従業員から聞きたくないセリフ
日々の社長業、本当にお疲れ様です。
「社長、お話があるのですが…」
従業員からこのセリフを聞くとドキッとしてしまうのは私だけでしょうか?
会社の規模がさほど大きくない社長さんですと、面接から採用そして退職まで社長自身がやられているところも多いと思います。すると会社を辞めたいという従業員からの話も社長自身が聞くことになるでしょう。そして退職希望の従業員からの第一声は、ほぼほぼ冒頭のセリフではないでしょうか。このセリフを聞くと、心が重くなりできることなら話をしたくないですよね。ましてやベテランスタッフなど会社にとってとても有益な従業員なら尚更です。

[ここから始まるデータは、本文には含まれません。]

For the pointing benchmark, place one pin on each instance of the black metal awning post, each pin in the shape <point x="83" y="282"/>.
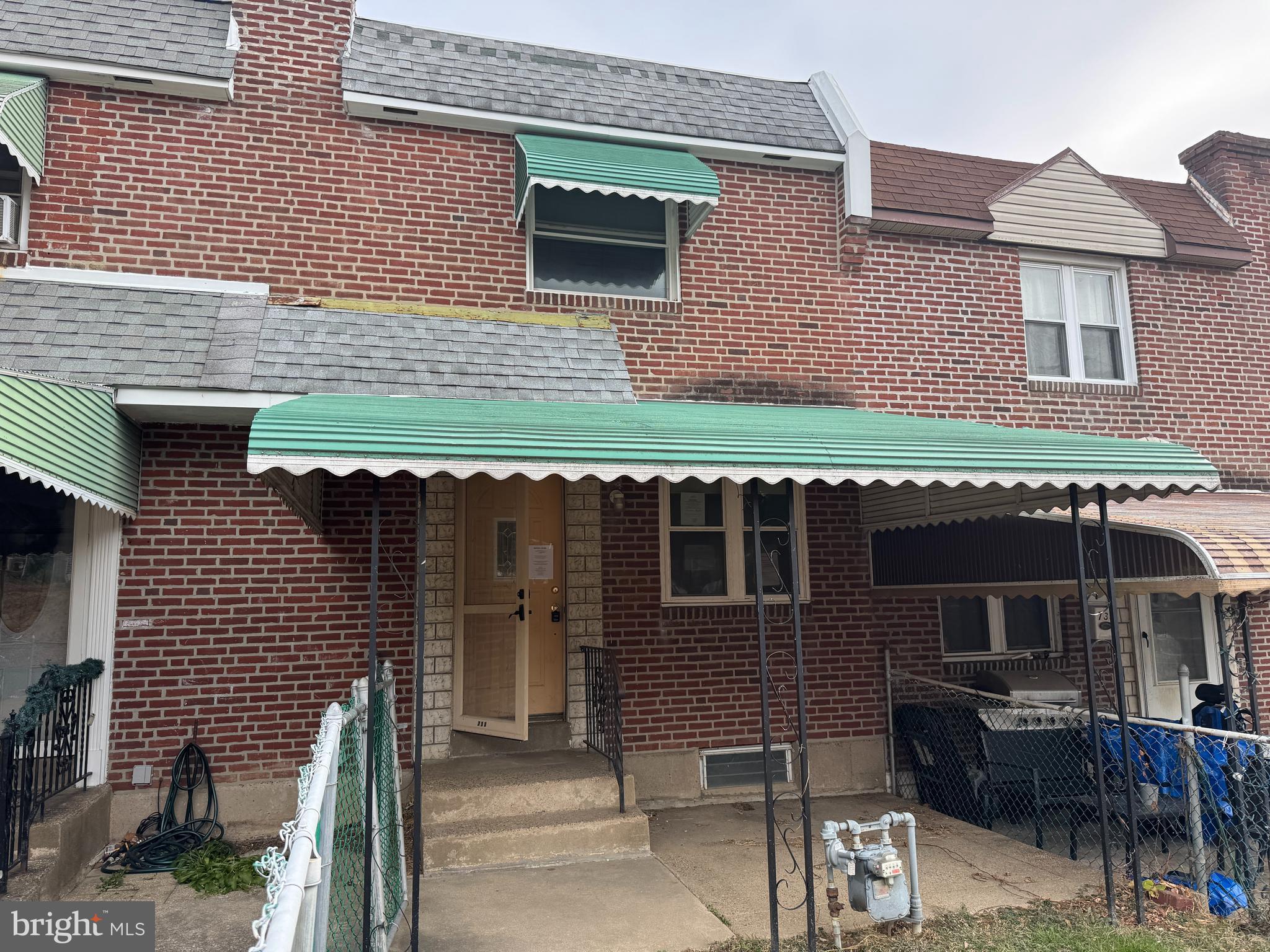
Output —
<point x="371" y="676"/>
<point x="765" y="714"/>
<point x="1235" y="781"/>
<point x="1251" y="669"/>
<point x="1130" y="774"/>
<point x="1095" y="724"/>
<point x="801" y="685"/>
<point x="420" y="593"/>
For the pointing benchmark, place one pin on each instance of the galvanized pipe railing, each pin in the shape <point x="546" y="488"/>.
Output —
<point x="43" y="751"/>
<point x="605" y="712"/>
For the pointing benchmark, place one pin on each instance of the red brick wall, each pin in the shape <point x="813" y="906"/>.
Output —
<point x="781" y="302"/>
<point x="690" y="673"/>
<point x="253" y="622"/>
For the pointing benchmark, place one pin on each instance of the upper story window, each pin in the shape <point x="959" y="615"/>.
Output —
<point x="708" y="542"/>
<point x="588" y="243"/>
<point x="1076" y="314"/>
<point x="997" y="626"/>
<point x="14" y="195"/>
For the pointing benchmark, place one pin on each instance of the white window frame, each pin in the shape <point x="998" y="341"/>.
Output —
<point x="23" y="218"/>
<point x="671" y="244"/>
<point x="734" y="531"/>
<point x="1067" y="266"/>
<point x="788" y="749"/>
<point x="997" y="646"/>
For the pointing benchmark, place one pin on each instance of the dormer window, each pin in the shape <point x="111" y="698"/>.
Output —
<point x="1076" y="319"/>
<point x="593" y="244"/>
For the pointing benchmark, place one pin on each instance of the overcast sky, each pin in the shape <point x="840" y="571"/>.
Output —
<point x="1128" y="84"/>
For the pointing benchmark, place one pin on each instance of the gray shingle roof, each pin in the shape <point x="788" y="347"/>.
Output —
<point x="174" y="339"/>
<point x="411" y="63"/>
<point x="171" y="36"/>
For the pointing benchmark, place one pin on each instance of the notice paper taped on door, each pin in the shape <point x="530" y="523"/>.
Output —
<point x="541" y="563"/>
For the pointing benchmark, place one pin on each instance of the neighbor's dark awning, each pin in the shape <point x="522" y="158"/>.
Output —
<point x="1204" y="542"/>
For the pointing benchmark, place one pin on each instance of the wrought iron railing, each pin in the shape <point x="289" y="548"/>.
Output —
<point x="605" y="712"/>
<point x="43" y="751"/>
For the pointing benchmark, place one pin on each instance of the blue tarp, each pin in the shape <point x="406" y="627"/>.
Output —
<point x="1157" y="762"/>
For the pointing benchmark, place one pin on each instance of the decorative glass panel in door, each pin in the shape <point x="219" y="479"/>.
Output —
<point x="37" y="531"/>
<point x="492" y="651"/>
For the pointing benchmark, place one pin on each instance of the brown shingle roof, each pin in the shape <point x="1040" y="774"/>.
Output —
<point x="908" y="179"/>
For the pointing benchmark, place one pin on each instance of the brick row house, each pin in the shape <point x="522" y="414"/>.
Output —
<point x="588" y="301"/>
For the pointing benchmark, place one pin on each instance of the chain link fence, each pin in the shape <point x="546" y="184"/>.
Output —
<point x="1030" y="772"/>
<point x="339" y="896"/>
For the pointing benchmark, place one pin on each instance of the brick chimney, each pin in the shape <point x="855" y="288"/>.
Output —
<point x="1235" y="169"/>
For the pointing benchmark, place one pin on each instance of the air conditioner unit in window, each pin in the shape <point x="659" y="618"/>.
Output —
<point x="11" y="220"/>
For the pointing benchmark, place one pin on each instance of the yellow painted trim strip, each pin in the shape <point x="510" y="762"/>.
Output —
<point x="590" y="322"/>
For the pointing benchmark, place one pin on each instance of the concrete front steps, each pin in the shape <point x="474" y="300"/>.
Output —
<point x="531" y="809"/>
<point x="75" y="828"/>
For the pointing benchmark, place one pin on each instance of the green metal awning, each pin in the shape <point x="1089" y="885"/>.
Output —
<point x="615" y="169"/>
<point x="70" y="438"/>
<point x="681" y="439"/>
<point x="23" y="107"/>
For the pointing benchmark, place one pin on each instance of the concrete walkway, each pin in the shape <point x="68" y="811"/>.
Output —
<point x="603" y="906"/>
<point x="719" y="852"/>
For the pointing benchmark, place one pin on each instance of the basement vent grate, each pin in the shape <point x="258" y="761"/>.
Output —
<point x="744" y="767"/>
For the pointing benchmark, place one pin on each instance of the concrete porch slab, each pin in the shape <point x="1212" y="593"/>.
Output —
<point x="606" y="906"/>
<point x="719" y="852"/>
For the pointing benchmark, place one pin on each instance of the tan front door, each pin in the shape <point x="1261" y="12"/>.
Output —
<point x="510" y="653"/>
<point x="546" y="596"/>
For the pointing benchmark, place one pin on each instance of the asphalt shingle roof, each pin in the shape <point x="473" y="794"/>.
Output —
<point x="906" y="178"/>
<point x="173" y="339"/>
<point x="412" y="63"/>
<point x="172" y="36"/>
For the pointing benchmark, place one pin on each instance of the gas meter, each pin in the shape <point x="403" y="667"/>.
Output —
<point x="876" y="874"/>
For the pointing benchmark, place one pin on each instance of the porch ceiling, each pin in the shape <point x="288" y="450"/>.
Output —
<point x="915" y="470"/>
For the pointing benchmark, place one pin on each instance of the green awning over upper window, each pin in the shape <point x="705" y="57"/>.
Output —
<point x="615" y="169"/>
<point x="986" y="467"/>
<point x="23" y="111"/>
<point x="70" y="438"/>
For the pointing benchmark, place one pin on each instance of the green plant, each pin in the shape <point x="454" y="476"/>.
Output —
<point x="215" y="870"/>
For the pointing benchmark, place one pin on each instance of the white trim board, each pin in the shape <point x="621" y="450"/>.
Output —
<point x="91" y="633"/>
<point x="858" y="161"/>
<point x="378" y="107"/>
<point x="642" y="472"/>
<point x="195" y="405"/>
<point x="103" y="74"/>
<point x="126" y="280"/>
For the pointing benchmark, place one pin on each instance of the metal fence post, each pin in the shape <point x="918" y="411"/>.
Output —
<point x="373" y="674"/>
<point x="892" y="780"/>
<point x="326" y="851"/>
<point x="1194" y="814"/>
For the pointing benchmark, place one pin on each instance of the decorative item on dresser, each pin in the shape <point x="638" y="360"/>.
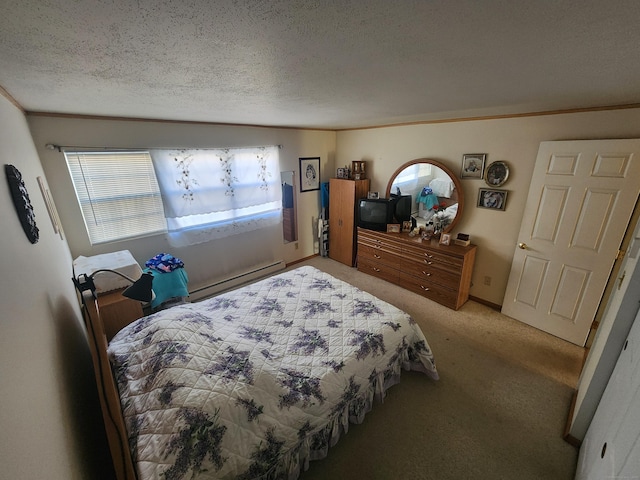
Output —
<point x="343" y="198"/>
<point x="441" y="273"/>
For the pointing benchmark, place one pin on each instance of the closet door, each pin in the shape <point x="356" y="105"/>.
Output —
<point x="611" y="448"/>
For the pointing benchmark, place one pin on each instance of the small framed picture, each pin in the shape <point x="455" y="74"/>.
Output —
<point x="445" y="239"/>
<point x="309" y="174"/>
<point x="473" y="165"/>
<point x="493" y="199"/>
<point x="342" y="173"/>
<point x="497" y="174"/>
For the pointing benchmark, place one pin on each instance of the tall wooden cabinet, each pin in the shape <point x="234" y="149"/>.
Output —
<point x="343" y="197"/>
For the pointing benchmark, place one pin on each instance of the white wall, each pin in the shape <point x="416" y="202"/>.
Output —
<point x="514" y="140"/>
<point x="208" y="262"/>
<point x="50" y="417"/>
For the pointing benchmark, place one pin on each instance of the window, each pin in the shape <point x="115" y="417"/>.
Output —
<point x="215" y="193"/>
<point x="118" y="194"/>
<point x="199" y="194"/>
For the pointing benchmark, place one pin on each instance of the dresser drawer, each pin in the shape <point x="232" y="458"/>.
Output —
<point x="432" y="274"/>
<point x="376" y="242"/>
<point x="435" y="257"/>
<point x="382" y="255"/>
<point x="386" y="272"/>
<point x="433" y="291"/>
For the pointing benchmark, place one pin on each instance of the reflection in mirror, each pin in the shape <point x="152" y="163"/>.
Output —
<point x="289" y="227"/>
<point x="435" y="191"/>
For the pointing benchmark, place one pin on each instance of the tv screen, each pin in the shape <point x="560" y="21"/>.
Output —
<point x="374" y="214"/>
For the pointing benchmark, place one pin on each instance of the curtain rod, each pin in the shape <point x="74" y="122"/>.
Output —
<point x="61" y="148"/>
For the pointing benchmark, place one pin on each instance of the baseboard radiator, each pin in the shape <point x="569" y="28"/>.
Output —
<point x="235" y="281"/>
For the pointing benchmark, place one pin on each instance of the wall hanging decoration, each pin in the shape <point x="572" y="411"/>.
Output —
<point x="473" y="165"/>
<point x="22" y="203"/>
<point x="309" y="174"/>
<point x="494" y="199"/>
<point x="496" y="174"/>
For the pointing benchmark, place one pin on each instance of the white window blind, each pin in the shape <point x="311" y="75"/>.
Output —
<point x="118" y="194"/>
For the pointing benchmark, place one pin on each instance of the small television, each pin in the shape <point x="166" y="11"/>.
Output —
<point x="375" y="213"/>
<point x="403" y="207"/>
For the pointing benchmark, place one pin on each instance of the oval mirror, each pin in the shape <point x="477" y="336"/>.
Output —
<point x="434" y="189"/>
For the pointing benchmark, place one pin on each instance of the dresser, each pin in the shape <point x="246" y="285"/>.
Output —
<point x="343" y="196"/>
<point x="441" y="273"/>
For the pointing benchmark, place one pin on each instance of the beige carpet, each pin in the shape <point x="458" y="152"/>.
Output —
<point x="497" y="412"/>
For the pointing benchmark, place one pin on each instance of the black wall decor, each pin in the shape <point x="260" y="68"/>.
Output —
<point x="21" y="201"/>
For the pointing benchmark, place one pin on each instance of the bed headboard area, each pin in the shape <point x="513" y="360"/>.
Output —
<point x="107" y="389"/>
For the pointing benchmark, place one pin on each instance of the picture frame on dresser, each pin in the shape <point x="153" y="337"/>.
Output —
<point x="309" y="174"/>
<point x="492" y="198"/>
<point x="445" y="239"/>
<point x="473" y="165"/>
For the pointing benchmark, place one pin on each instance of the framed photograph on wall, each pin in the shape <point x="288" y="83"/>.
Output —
<point x="473" y="165"/>
<point x="492" y="198"/>
<point x="497" y="174"/>
<point x="309" y="174"/>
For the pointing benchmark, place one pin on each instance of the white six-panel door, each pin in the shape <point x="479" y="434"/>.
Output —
<point x="580" y="202"/>
<point x="611" y="448"/>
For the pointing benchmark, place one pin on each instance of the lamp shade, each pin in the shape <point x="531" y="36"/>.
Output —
<point x="141" y="289"/>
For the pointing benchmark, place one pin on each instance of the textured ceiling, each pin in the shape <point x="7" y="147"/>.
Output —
<point x="321" y="64"/>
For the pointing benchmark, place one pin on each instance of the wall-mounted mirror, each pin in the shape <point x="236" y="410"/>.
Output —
<point x="434" y="189"/>
<point x="289" y="226"/>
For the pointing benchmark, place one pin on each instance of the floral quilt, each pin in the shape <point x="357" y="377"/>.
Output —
<point x="254" y="383"/>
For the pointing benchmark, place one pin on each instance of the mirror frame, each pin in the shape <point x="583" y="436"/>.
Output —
<point x="454" y="179"/>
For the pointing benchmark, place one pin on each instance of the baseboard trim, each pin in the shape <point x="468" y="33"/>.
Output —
<point x="570" y="439"/>
<point x="494" y="306"/>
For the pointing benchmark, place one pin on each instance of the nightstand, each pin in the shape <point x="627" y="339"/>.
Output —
<point x="117" y="311"/>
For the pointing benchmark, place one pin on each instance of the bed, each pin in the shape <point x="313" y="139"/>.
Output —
<point x="254" y="383"/>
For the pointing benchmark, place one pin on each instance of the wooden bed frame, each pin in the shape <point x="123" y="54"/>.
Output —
<point x="107" y="390"/>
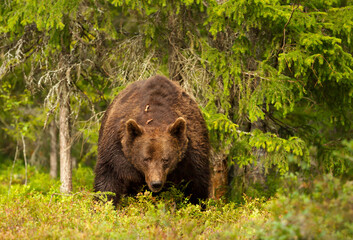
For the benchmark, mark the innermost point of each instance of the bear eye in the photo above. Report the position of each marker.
(146, 159)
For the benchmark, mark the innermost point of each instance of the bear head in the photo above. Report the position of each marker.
(155, 152)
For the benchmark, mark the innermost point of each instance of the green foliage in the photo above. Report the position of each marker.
(311, 210)
(27, 213)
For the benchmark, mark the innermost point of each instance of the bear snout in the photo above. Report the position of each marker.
(156, 186)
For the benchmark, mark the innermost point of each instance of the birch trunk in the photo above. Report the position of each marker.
(64, 128)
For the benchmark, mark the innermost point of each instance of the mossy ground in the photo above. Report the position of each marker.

でもそういう訳にもいかず、早速話を聞いてみるとやはり、、、
「会社を辞めたいのですが…」
辛い瞬間です。
私は当時、どんな従業員でも退職希望の話を聞くのは本当に辛かったです。たとえ入社したばかりの従業員でも。何かのご縁で我が社に入社したからにはやはり長く勤めてほしいと願うものです。
辞めたい理由はさまざま
従業員から退職希望の話があった時、多分ほとんどの社長はまず辞めたい理由を質問する思います。
すると、
「他にやりたい仕事が見つかった」
「この給料ではやっていけなくなってしまった」
「親の介護をしなくてはならなくなった」
「結婚することになった」
「体調が良くない」
「上司や同僚とうまくやっていく自信がない」
など、退職理由はさまざまだと思います。
社長歴がまだ浅かったころ、私は辞めてほしくない一心で必死に止めて続けてもらったことも数多くありました。例えば人間関係の問題であれば担当部署を変えたり、勤務時間の問題があれば契約時間を変更したり、どうしても辞めてほしくない場合は給与を上げたりするというとんでもないケースもありました。しかし特に人員不足の時などはこちらも必死になってしまいます。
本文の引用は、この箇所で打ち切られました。